I think the hope that I see is the ways in which specifically First Nations and Indigenous women have addressed murdered and missing women and girls, land-based protests and land-based defense, and even this pandemic — by asserting their own sovereignty. And we may be doing so in an underfunded capacity, in a marginalized, oppressed capacity, in a context of ongoing genocide and pandemic risk — but we continue to show our strength, and our resilience, and our leadership, and our commitment to our sovereignty as nations, to continue to do this for our people. 

There are literally a thousand stories of Indigenous women and girls serving their communities. They’re the most underserved, but they’re out there volunteering for elders, they’re cleaning, they’re bringing supplies, they’re advocating. They’re literally on the front line. And there are still women out there on the front lines of land defense and that’s where I find my hope. In the assertion and defense of our sovereignty and our territory, despite the overwhelming and monumental barriers, and the risk to our lives.

It’s really important that we get these stories out, and show Canadians that this is where hope is, supporting Native people in asserting and defending their sovereignty and territory, and the right to make decisions for themselves, that’s what will get us out of this. Canadians are starting to see that the things that we were advocating for and protesting against were the very same things that were going to benefit Canadians. So when we’re trying to defend clean water for First Nations, that’s actually a benefit to all Canadians, because we’re not going to live very long without clean water or farmable land. And similarly, when we’re defending human rights and civil liberties, that’s for everybody. And it’s a very slippery slope to say it’s okay to breach those rights for Native people, now it’s okay to breach those rights for Black people, now it’s okay to breach those rights for immigrants, now it’s okay to breach those rights for poor people — it never ends, and so we have to have an absolute stop against the breach of human rights, and that benefits all Canadians.

 

And what can all Canadians be doing to be better allies?
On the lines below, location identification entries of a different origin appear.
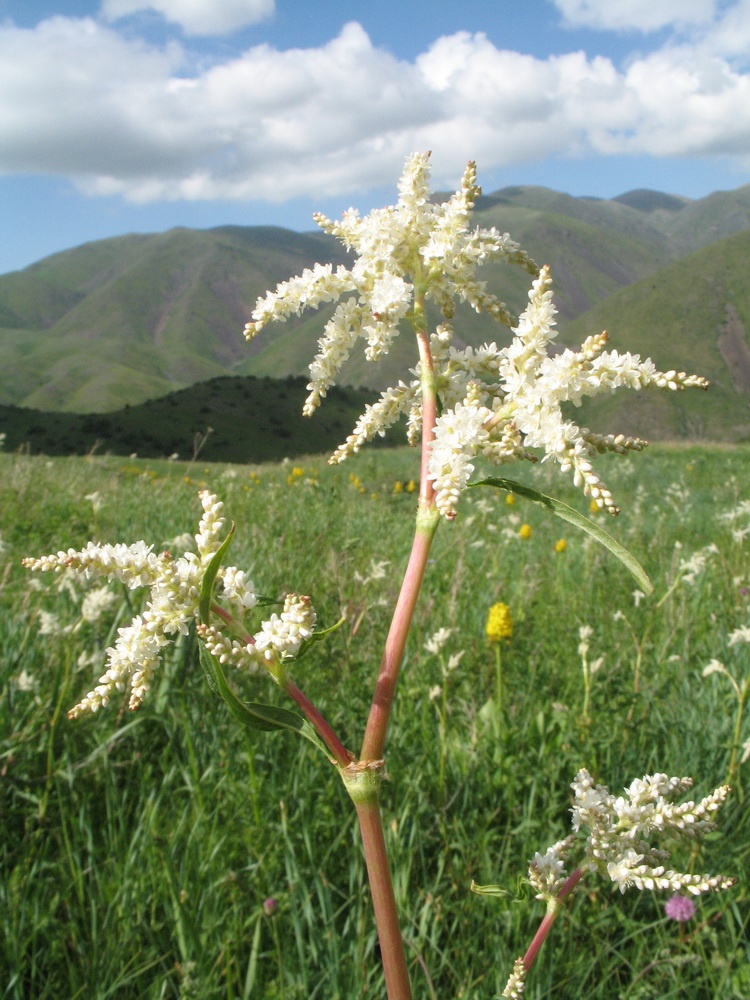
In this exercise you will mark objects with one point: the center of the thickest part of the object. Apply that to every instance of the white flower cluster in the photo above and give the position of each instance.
(619, 828)
(175, 586)
(495, 402)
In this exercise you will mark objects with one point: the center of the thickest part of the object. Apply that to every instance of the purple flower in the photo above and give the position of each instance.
(680, 908)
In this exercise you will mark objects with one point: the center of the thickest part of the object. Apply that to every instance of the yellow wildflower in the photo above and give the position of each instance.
(499, 622)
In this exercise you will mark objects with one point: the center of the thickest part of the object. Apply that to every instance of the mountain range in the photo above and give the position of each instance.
(124, 320)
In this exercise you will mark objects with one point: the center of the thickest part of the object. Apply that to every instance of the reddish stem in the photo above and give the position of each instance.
(550, 917)
(373, 743)
(329, 737)
(383, 901)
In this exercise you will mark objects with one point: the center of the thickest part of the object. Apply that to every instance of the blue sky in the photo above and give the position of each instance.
(138, 115)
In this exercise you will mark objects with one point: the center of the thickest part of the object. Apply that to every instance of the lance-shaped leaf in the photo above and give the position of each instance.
(209, 577)
(253, 714)
(316, 637)
(567, 513)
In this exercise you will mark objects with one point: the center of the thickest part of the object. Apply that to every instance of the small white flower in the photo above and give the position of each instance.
(741, 634)
(96, 603)
(26, 681)
(175, 586)
(496, 402)
(436, 641)
(516, 984)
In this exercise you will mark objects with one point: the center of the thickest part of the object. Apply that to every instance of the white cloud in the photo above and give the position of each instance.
(196, 17)
(121, 117)
(635, 15)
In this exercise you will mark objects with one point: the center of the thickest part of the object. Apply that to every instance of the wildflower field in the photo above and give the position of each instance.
(170, 853)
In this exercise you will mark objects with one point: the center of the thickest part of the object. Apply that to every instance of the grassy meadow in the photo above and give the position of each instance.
(138, 849)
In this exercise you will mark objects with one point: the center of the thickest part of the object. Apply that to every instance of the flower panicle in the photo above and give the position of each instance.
(174, 601)
(418, 251)
(619, 830)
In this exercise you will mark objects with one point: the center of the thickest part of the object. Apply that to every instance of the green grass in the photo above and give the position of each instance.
(138, 849)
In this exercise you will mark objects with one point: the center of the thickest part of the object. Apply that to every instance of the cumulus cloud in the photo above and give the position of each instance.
(635, 15)
(122, 117)
(196, 17)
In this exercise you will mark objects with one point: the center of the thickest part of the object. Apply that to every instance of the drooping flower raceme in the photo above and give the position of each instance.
(496, 402)
(619, 831)
(175, 587)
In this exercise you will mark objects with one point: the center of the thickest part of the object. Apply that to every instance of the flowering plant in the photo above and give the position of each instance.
(500, 403)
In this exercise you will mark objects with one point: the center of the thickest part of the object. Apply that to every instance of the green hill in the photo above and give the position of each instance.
(251, 420)
(124, 320)
(693, 314)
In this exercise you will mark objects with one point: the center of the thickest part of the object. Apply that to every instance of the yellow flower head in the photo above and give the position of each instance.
(499, 622)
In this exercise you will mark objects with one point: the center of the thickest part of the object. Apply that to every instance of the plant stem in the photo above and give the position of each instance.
(383, 899)
(341, 755)
(329, 737)
(428, 518)
(550, 917)
(733, 767)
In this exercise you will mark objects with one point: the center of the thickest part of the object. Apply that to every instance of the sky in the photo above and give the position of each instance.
(138, 115)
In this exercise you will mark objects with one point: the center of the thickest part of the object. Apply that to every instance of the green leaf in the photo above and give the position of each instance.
(567, 513)
(316, 637)
(207, 584)
(521, 893)
(252, 714)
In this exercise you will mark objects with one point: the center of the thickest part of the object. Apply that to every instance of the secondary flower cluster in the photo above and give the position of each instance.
(619, 830)
(175, 588)
(497, 402)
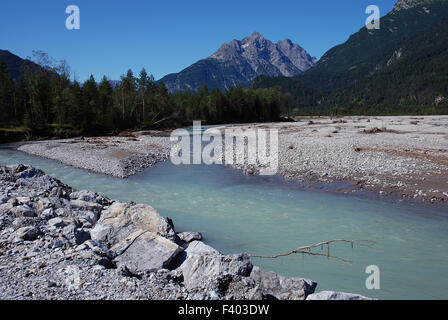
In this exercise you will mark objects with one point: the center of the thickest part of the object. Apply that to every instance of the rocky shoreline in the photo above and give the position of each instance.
(404, 158)
(115, 156)
(60, 243)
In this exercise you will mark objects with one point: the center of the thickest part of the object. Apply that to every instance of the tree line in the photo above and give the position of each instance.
(46, 102)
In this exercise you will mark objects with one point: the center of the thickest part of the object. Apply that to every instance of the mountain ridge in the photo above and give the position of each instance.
(238, 62)
(404, 63)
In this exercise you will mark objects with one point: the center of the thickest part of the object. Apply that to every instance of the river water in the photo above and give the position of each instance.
(268, 215)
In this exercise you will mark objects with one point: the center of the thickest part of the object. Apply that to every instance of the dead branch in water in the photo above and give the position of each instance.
(308, 249)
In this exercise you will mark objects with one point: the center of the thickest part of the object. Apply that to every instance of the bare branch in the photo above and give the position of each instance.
(308, 249)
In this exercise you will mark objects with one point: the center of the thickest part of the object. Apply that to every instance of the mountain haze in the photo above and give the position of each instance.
(237, 63)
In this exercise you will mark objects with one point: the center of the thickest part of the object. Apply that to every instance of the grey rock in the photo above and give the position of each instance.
(84, 195)
(30, 173)
(189, 236)
(198, 247)
(47, 214)
(56, 222)
(282, 288)
(3, 198)
(332, 295)
(86, 206)
(145, 251)
(199, 269)
(13, 202)
(23, 211)
(74, 235)
(120, 220)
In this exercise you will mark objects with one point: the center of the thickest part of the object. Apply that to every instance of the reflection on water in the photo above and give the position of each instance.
(266, 215)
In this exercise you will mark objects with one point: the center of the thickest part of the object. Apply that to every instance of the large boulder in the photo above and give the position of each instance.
(140, 238)
(280, 287)
(145, 251)
(190, 236)
(332, 295)
(85, 206)
(29, 233)
(200, 269)
(122, 219)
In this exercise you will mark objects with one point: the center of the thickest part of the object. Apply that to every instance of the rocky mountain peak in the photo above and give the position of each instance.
(238, 62)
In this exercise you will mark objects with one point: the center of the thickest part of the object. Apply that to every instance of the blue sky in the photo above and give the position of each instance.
(167, 36)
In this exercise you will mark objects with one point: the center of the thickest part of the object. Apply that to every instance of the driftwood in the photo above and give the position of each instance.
(308, 249)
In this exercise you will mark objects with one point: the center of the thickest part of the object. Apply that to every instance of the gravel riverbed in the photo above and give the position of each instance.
(60, 243)
(405, 157)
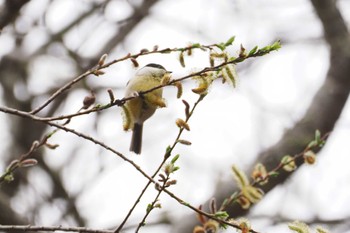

You don’t have to be working in a social justice advocacy organization to advocate loudly and strenuously and continuously. If you look at the Wet’suwet’en Strong solidarity action, again for most of the large marches and protests and rallies, the majority of them were Canadians, and again politicians took notice of that. So every letter, protest, large behind-the-scenes influence or donation — all of that makes a difference. But the thing is, it has to be vocal. It has to be aggressive. And when I say aggressive, I don’t mean violent — but it has to be pushy, and it has to be continuous, because that’s the only way it’s going to work.

 

 

[1] The Harper government replaced the minister of Indian Affairs with a minister of Aboriginal Affairs in 2011; the Trudeau government changed it to minister of Indigenous affairs in 2015, and then split the department in two — to Crown-Indigenous Relations and Northern Affairs, and Indigenous Services in 2017. It wasn’t until July 15, 2019, however, that the Department of Indian Affairs Canada was legally replaced. Many Indigenous activists, including Pam, saw the change as “more superficiality than substance.”